Ideas about media are central to any pedagogical practice. Media-saturated environments make media studies a necessity, and communication education is an essential component of every students plan of study, according to Dickson (2000, p. 188). Morreale and Pearson (2008) find that education in communication is essential for both professional and personal success. Their analysis shows that knowledge of communication is crucial for holistic personal development, responsible involvement in activities of the citizenry, and addressing concerns of contemporary life.

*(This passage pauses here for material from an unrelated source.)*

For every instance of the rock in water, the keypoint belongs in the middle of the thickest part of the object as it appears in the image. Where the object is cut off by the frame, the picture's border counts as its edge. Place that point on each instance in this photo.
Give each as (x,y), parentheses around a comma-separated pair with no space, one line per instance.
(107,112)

Kincheloe (2004) claims a vision of pedagogy that is grounded in social justice and includes a reconceptualization of education as it relates to community, marginalized groups, and the nature of knowledge (p. 6). To that list, I add how we live in the world as an essential educational axiom that acknowledges our media-inundated existence. As educators, we must formulate ideas about enacting our educational values into our pedagogical approaches. John Dewey said, [Education] has to do with the perpetuation of positive values of inherited culture by embodying them in the dispositions of individuals who are to transmit culture into the future (Brown, 1970, p. 53). Thus, faculty develop identities as both educators and as scholars. These identities sometimes fail to intersect as cleanly as we may like, for institutional realities sometimes dictate that one cannot always teach ones research. This book provides an opportunity for graduate student educators and faculty to contemplate our academic identities as it explores both the practical modalities of teaching and the philosophical presumptions about how/what/why we teach.